自転車をパックラフトに積む練習 (Bikerafting)

Bikeraftingというらしいんだけど、海外のBikepackerたちがパックラフトを自転車に積んでいるのをよく見る。筆者もこれを実際にやってみた。

といっても筆者はそもそもパックラフトをやったことがない。いきなり本格的なバイクパッキングに組み込む勇気はなく、まずはデモライドとして、浜名湖を何kmか漕いで適当なところで上陸して沿岸を走って車に戻るという簡単なルートを組んでみた。もちろんそんなことがやりたかったわけではない。今後のより大きな計画への練習で、まずはやってみて課題を洗い出してみるのが目的だ。

分かったこと

パックラフトに自転車を積むのは簡単

輪行と似ていて、難しいことを考える必要はなかった。要は紐で縛れば十分に固定できる。パックラフト本体に荷物を止めるためのナイロンの紐がついているので、それを利用してVoile Strapで簡単に止めることができた。4本使ったけど、2本付けた時点で十分固定されているように感じた。

自転車にパックラフトを積むのは難しい

今回はMSRのPontoとMicroraftという2つのモデルをレンタルして試した。パックラフトのことはまだ分からないが、自分が比較可能なテントやストーブなど他の製品でのMSRのポジションを考えると、パフォーマンス・価格・耐久性のバランスが、無難な塩梅の設計思想なんだろうとは思う。今回使ったのはMSRとしては一人用の小型のモデルだ。しかし、それでも大きすぎてフラットバーじゃないと自転車に載せるのは無理だった。
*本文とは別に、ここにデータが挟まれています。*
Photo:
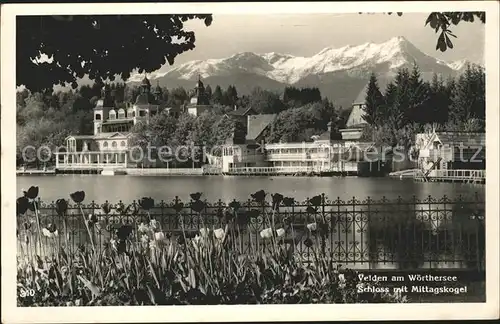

MSRではないが、さらに小型のモデルだとドロップハンドルのブラケットの間に収まるらしい。ただそれでもパドルとライフジャケットは課題として残りそうだ。

MTBの場合、パドルをフレームに合わせると奇跡的にシンデレラフィットした。

カメラとの相性が悪い

これは自転車関係なくパックラフトそのものの欠点だけど、乗りながらでも何となくカメラが使えている自転車と比べると、カメラと合わせるのは相当難しそうな感触だった。今回はカメラを使うことを完全に諦め、本稿の写真もすべてiPhoneで撮影されている。

まず実際にやったからこその気付きとして、想像よりずっと激しくカメラに水しぶきがかかるので、かなり気を遣うことが分かった。

そうでなくてもパックラフトを漕いでいる間はパドルをずっと持っているので、カメラを構えるなら手を完全に離す必要がある。パドルから手を話すと推進力は完全になくなるが、何もしないと水に流されて、パックラフトが進んだり回転するので、写真を撮るにはかなり不利な条件になる。

今回の練習のためにTRAILSなんかで予習してきたが、確かにカメラ持ってる人は見てない気がする。その理由が扱いづらいからだとしたら、今となって考えれば納得の理由である。

パックラフトの使い所

浜名湖を適当に漕いで自転車で戻ってくるという今回のルートは、完全に練習のためだけであって、もちろんパックラフトを使う理由はまったくない。しかし実際にパックラフトをバイクパッキングに導入するなら、何か必然性が欲しい。考えてみればここが一番難しく、センスが要求されるポイントになりそうだ。バイクパッキングも同じで、車やバイクじゃなくて、あえて自転車で行く意義のあるルートが美しいと思う (もちろんそうでなくでも自転車は楽しい)。

例えば自転車が入れない場所にパックラフトを使うことで到達するのであれば、パックラフトを使う意味が出てきそうだ。具体的には知床半島のようような道が通っていない場所や無人島だ。

見方を変えてパックラフト側の都合を考えると、自転車を積む意味は簡単に見いだせるかもしれない。パックラフトをメインに据えつつ、自転車を陸地のアプローチとして利用するというのは、Bikeraftingの十分なモチベーションになると思っている。

と、色々思うことはあるんだけど、そもそもパックラフト自体の経験が少ないので、まずは遊びながら勘を身に着けていかないといけないなと考えている。